Public
Activity Feed Discussions Blogs Bookmarks Files

Laying the PLC Groundwork—The WHY | Origin: EC119

This is a general discussion forum for the following learning topic:

Professional Learning Communities (PLC)—How to Reach Transformative Change --> Laying the PLC Groundwork—The WHY

Post what you've learned about this topic and how you intend to apply it. Feel free to post questions and comments too.

PLCs help educators work together for lasting improvement and shared goals. I’ll focus on promoting collaboration and clear purpose in my CTE Culinary Arts team.

PLC's are new for me as a teacher and now knowing the importance is great

PLC's are new to me. It seems important to our program. 

In PLCs, educators collaborate to enhance student outcomes by sharing best practices, discussing challenges, and developing strategies to improve teaching and learning. For CTE programs, this means working with other CTE teachers to align curricula, share resources, and stay updated on industry standards and trends. Additionally, PLCs allow for peer feedback, creating a supportive environment where teachers can grow professionally while directly impacting student success.  I plan to actively participate in PLCs by contributing insights from my own CTE course and learning from my colleagues. This will help me stay current on industry changes and teaching techniques. I will also focus on collaborating with others to enhance the practical, hands-on aspects of our CTE programs, ensuring students not only gain knowledge but also develop the real-world skills necessary for their future careers.

We are working through PLCs in our district, and it has been a challenge to wrap my head around.  Take away - focus on instructional practices vs curriculum.  However, I feel this will still be a challenge to implement and establish buy-in.  

My biggest takeaway was the distinction between a traditional PLC where the focus is on common assessments and the common curriculum and the CTE PLC where the focus is on instructional methods.

PLCs are essential for teachers to collaborate, grow and learn themselves which then in turn helps our students. 

PLCs are all about team building and establishing community standards

PLCs are one of the foundation to teaching and learning. I gives a community of collaboration and networking within a subject area. The main focus should always go back to our why!

PLC's are important to help plan benchmarks for everyone.  

It is important to collaborate with collegues and build a good team around you.

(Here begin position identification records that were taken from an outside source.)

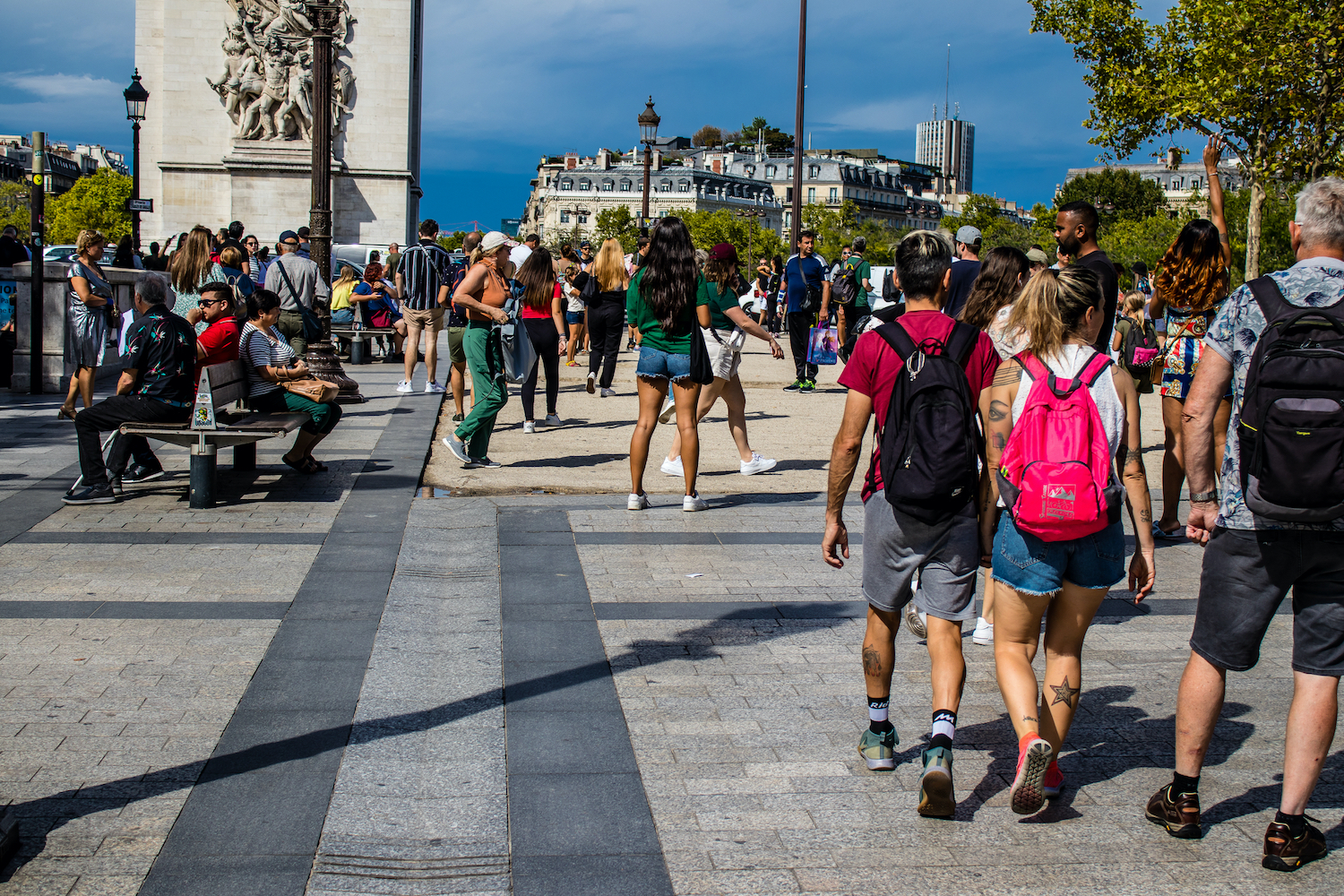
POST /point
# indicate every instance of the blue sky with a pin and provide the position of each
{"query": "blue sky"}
(510, 82)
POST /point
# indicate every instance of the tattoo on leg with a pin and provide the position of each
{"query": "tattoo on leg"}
(1064, 694)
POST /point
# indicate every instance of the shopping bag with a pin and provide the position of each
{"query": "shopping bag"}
(823, 346)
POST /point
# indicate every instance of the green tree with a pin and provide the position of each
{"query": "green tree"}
(1262, 74)
(617, 223)
(1117, 193)
(97, 202)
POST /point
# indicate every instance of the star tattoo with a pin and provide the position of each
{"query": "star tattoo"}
(1064, 694)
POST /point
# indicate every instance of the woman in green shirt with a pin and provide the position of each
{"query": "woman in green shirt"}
(719, 309)
(661, 306)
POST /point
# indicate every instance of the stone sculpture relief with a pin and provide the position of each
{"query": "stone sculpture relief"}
(266, 82)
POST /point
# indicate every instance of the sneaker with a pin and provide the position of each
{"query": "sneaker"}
(457, 447)
(142, 473)
(1177, 813)
(1054, 780)
(937, 798)
(757, 465)
(1032, 759)
(879, 751)
(668, 410)
(97, 495)
(1284, 852)
(916, 621)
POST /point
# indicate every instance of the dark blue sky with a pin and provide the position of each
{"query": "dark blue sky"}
(510, 82)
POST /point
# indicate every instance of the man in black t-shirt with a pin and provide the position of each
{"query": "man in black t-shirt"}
(1075, 231)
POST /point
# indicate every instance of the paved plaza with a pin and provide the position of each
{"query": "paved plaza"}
(363, 683)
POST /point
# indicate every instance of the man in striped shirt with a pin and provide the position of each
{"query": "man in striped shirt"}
(424, 277)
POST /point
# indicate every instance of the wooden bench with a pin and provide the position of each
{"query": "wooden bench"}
(220, 421)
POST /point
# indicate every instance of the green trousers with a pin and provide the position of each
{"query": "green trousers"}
(489, 392)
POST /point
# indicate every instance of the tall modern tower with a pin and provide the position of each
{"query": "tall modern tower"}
(951, 145)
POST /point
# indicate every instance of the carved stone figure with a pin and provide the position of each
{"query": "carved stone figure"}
(266, 81)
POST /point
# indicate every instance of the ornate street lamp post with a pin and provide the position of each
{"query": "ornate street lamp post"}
(648, 134)
(136, 99)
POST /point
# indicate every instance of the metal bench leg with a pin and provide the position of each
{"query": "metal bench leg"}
(203, 461)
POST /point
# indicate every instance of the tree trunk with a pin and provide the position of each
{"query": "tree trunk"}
(1253, 230)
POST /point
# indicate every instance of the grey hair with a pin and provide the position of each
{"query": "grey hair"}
(151, 290)
(1320, 212)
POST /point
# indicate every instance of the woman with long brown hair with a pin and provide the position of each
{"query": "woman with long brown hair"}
(191, 269)
(1190, 289)
(546, 328)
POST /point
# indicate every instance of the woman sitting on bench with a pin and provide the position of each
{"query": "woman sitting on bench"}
(269, 362)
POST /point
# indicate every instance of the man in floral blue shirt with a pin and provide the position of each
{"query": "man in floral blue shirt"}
(1250, 562)
(156, 386)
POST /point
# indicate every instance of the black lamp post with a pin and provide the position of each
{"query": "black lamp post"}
(648, 134)
(136, 101)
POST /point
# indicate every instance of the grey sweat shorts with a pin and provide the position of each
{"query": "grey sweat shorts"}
(946, 556)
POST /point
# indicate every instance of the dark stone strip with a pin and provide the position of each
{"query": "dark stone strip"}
(580, 821)
(142, 608)
(254, 826)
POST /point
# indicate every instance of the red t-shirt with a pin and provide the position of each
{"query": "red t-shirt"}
(874, 366)
(220, 341)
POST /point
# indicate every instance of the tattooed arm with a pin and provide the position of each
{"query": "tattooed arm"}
(1129, 457)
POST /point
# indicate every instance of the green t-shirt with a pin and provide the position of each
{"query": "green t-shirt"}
(862, 271)
(642, 319)
(718, 303)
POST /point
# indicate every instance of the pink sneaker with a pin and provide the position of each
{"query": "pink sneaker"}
(1034, 756)
(1054, 780)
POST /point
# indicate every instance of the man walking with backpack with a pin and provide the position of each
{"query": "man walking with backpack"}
(924, 376)
(1277, 520)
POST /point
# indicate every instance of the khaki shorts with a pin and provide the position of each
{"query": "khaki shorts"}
(430, 320)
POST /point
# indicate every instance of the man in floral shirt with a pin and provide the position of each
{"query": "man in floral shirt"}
(1250, 562)
(156, 386)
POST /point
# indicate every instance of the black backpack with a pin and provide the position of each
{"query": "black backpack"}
(1292, 427)
(930, 441)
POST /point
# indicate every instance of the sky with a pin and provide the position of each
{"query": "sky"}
(505, 83)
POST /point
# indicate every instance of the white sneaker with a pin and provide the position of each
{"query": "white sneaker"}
(757, 465)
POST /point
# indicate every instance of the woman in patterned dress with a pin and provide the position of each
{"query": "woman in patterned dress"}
(1191, 289)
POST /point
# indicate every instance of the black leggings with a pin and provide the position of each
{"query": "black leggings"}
(547, 344)
(607, 325)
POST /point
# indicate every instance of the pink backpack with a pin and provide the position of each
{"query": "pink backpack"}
(1055, 471)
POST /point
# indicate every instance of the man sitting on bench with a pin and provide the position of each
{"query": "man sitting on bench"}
(156, 386)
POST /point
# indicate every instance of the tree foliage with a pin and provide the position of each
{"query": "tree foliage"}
(1118, 194)
(97, 202)
(1263, 74)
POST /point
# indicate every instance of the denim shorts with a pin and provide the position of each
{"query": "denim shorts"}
(1031, 565)
(658, 365)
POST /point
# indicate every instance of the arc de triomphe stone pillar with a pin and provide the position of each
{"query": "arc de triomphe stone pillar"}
(230, 116)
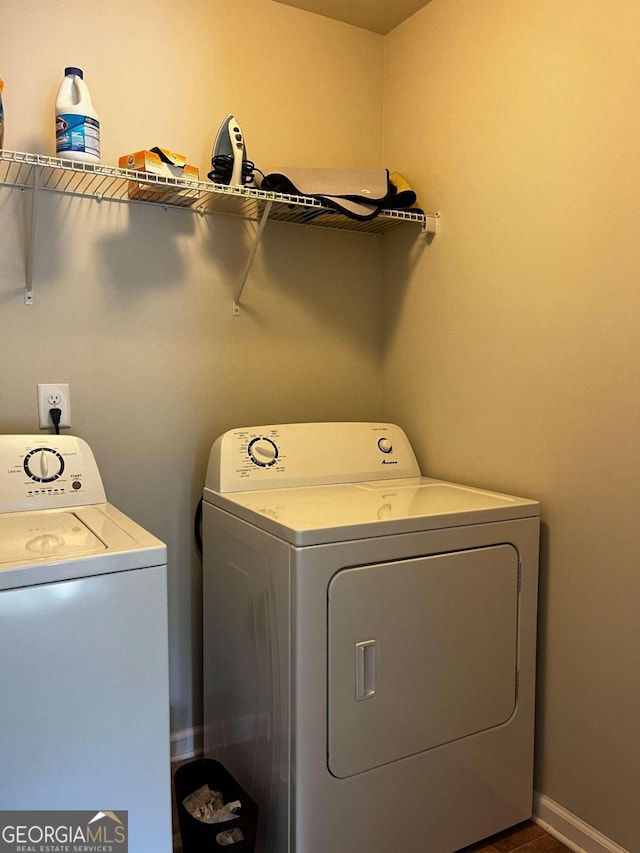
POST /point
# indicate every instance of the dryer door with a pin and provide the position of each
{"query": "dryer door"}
(421, 652)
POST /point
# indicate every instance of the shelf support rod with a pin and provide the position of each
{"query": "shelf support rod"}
(252, 254)
(31, 239)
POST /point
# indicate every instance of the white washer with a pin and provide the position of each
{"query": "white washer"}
(369, 641)
(84, 716)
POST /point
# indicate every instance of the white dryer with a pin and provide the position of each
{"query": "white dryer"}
(84, 715)
(369, 641)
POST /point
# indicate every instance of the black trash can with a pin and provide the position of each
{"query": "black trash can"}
(200, 837)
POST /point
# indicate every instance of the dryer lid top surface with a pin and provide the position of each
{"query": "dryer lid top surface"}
(334, 513)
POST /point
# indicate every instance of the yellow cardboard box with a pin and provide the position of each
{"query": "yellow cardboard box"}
(164, 164)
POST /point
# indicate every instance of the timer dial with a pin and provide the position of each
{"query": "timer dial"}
(263, 452)
(43, 464)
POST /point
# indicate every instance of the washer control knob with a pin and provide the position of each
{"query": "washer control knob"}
(263, 452)
(385, 445)
(43, 464)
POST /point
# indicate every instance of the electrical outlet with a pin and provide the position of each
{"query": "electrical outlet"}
(54, 397)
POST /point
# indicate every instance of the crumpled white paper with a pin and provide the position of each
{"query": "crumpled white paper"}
(208, 806)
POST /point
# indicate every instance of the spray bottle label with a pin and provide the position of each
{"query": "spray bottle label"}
(77, 133)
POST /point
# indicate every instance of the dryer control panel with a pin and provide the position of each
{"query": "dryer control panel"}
(47, 472)
(288, 455)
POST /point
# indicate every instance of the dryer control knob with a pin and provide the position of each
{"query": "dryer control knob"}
(43, 464)
(263, 452)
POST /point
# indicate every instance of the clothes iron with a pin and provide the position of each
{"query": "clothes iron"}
(229, 163)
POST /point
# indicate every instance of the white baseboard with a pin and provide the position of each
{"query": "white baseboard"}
(573, 832)
(186, 744)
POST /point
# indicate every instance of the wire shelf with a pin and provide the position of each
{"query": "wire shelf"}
(18, 169)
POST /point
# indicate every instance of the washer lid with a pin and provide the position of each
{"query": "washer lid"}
(320, 514)
(45, 536)
(53, 545)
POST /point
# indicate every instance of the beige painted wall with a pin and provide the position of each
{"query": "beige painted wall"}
(133, 304)
(511, 349)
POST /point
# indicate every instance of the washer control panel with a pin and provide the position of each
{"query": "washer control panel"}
(287, 455)
(47, 471)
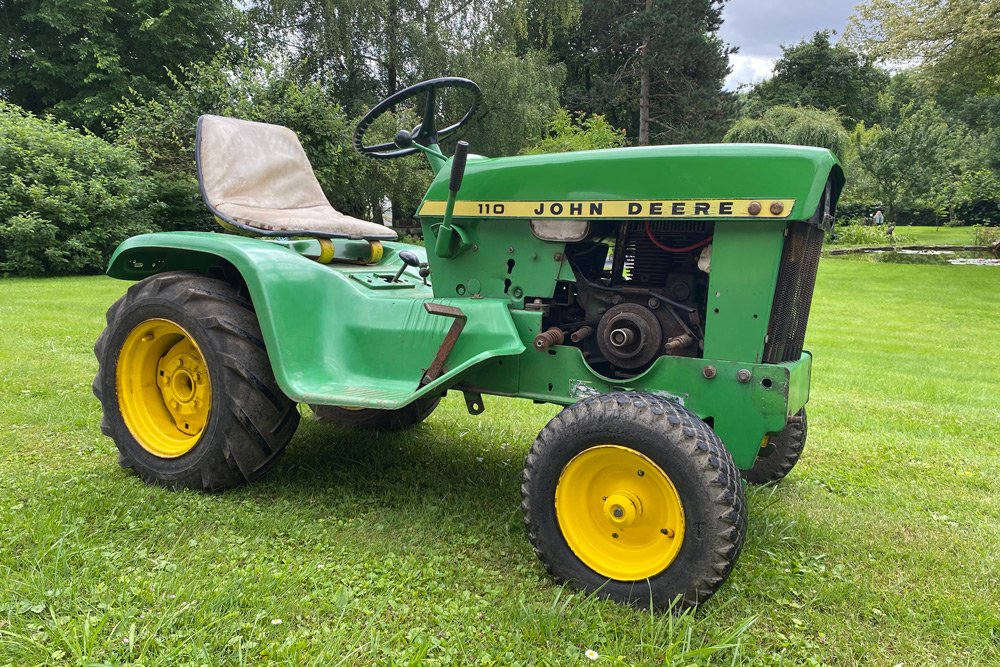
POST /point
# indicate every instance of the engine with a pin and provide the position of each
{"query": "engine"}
(640, 291)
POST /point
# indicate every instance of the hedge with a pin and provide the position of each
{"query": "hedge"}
(67, 198)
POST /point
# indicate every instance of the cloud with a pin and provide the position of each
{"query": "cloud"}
(760, 27)
(748, 70)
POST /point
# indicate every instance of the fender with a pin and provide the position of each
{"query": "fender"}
(315, 318)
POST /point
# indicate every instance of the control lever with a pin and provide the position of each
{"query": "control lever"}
(409, 259)
(442, 247)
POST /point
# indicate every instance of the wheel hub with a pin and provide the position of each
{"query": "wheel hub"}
(622, 509)
(619, 512)
(182, 378)
(164, 389)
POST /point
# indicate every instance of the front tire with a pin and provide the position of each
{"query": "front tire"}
(186, 386)
(782, 451)
(631, 497)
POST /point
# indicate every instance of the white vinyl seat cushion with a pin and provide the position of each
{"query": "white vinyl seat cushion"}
(256, 177)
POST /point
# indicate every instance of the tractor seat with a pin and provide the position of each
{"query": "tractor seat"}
(257, 178)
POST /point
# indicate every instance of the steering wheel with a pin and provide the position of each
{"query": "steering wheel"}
(425, 133)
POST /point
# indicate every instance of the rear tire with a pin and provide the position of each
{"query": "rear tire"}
(782, 451)
(186, 386)
(386, 420)
(629, 497)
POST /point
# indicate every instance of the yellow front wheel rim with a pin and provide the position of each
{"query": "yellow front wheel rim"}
(619, 513)
(164, 389)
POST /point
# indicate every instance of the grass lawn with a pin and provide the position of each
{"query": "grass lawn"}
(880, 548)
(936, 235)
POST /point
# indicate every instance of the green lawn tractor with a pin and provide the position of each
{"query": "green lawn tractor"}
(660, 294)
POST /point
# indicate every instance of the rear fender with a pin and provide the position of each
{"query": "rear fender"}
(330, 338)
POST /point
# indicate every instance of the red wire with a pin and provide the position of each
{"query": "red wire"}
(665, 248)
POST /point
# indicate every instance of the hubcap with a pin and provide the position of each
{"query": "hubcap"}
(619, 512)
(164, 390)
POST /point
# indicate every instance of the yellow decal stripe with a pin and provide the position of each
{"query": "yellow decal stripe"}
(617, 208)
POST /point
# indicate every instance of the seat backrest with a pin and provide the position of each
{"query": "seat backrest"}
(253, 164)
(255, 177)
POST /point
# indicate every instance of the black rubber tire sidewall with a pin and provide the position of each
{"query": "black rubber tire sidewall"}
(708, 486)
(249, 422)
(787, 449)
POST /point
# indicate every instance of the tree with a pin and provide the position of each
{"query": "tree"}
(577, 132)
(77, 59)
(909, 162)
(655, 67)
(818, 74)
(66, 198)
(802, 126)
(957, 42)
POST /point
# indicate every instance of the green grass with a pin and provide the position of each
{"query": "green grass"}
(936, 235)
(879, 549)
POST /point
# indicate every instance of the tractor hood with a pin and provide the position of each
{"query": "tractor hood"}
(687, 181)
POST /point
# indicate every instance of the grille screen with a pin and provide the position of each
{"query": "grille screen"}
(793, 293)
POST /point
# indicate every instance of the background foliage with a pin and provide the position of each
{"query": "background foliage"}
(66, 198)
(920, 141)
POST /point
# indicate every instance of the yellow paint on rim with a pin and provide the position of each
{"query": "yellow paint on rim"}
(619, 513)
(164, 389)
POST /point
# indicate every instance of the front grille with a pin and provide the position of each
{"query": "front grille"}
(793, 293)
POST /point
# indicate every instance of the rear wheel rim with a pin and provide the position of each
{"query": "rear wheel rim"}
(164, 389)
(619, 512)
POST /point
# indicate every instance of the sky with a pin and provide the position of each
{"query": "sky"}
(760, 27)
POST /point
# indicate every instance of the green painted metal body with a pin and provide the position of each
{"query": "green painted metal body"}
(340, 334)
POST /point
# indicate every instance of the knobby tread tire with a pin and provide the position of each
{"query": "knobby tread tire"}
(250, 421)
(780, 455)
(386, 420)
(688, 451)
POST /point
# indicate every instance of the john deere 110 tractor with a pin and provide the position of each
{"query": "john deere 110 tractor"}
(660, 294)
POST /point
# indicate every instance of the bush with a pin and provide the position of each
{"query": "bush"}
(855, 233)
(802, 126)
(577, 132)
(162, 131)
(67, 199)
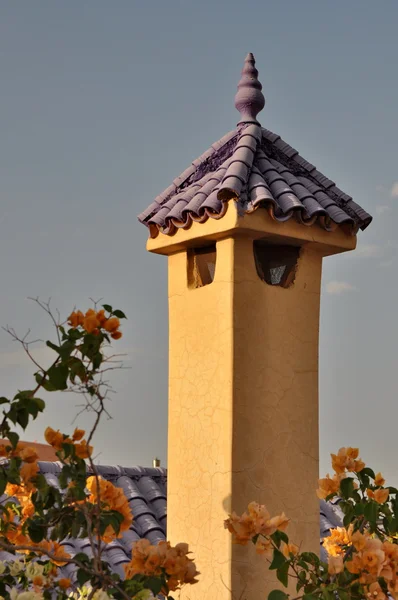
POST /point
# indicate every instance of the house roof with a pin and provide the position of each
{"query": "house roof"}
(145, 489)
(255, 168)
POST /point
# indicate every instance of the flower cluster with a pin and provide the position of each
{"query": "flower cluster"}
(111, 498)
(370, 559)
(174, 562)
(38, 576)
(57, 439)
(93, 321)
(29, 458)
(256, 521)
(346, 460)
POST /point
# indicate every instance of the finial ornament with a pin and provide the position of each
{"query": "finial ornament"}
(249, 99)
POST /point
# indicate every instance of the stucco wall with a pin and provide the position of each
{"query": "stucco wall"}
(243, 395)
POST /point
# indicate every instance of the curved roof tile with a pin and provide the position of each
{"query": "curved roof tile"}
(257, 169)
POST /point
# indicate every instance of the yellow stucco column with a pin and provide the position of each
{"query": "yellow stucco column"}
(243, 396)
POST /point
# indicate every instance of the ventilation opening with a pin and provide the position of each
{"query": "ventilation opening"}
(276, 265)
(201, 266)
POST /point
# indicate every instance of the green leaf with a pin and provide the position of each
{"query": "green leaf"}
(35, 406)
(66, 349)
(347, 487)
(358, 509)
(14, 438)
(278, 560)
(97, 360)
(277, 595)
(311, 558)
(278, 537)
(3, 483)
(58, 376)
(77, 369)
(371, 512)
(45, 384)
(36, 532)
(82, 576)
(154, 584)
(348, 517)
(23, 417)
(119, 314)
(368, 471)
(53, 346)
(303, 564)
(282, 573)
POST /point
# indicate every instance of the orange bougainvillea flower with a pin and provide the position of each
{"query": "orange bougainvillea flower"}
(75, 319)
(38, 580)
(54, 438)
(112, 324)
(379, 479)
(28, 471)
(264, 546)
(78, 434)
(112, 498)
(153, 560)
(64, 583)
(289, 549)
(380, 496)
(335, 565)
(102, 318)
(28, 454)
(336, 543)
(90, 322)
(83, 450)
(54, 548)
(328, 486)
(346, 460)
(255, 521)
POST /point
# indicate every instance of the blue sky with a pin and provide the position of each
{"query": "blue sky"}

Networking is essential. 

Laying the PLC Ground work - The Why:

               

A “PLC” ( Professional Learning Community ) is a group of teachers, from the same school, gathering regularly, to learn together, to share good practices & ideas. Some characteristics & attributes of a good PLC are:

  • Lead by teachers
  • Sets clear paths & goals
  • Builds unity between departments
  • Teams create higher quality solutions
  • Expanded pool of ideas, materials & methods
  • Serves as a ridge between teachers
  • Challenges each other to grow.
  • Confidence grows
  • Should focus on instruction, not content ( process not outcomes).
  • Is result orientated
  • Is a continual process that fosters continuous improvement

 

A good framework for organizational management in a PLC, may contain the some or all, but not limited to the following:

  • What do we plan for?
  • What do we monitor?
  • What do we model?
  • What questions do we ask?
  • How do we allocate time?
  • What do we celebrate?
  • What are we willing to confront?

A good quote was……. Management is doing things right, where leadership is doing the right thing……

I was involved in the ground floor of PLC's many years ago. It appears they have come a distance. Unfortunately, in my current setting, the need to control staff supercedes the desire to use our perspectives and qualifications. Hence, collaboration is a bit of a difficulty.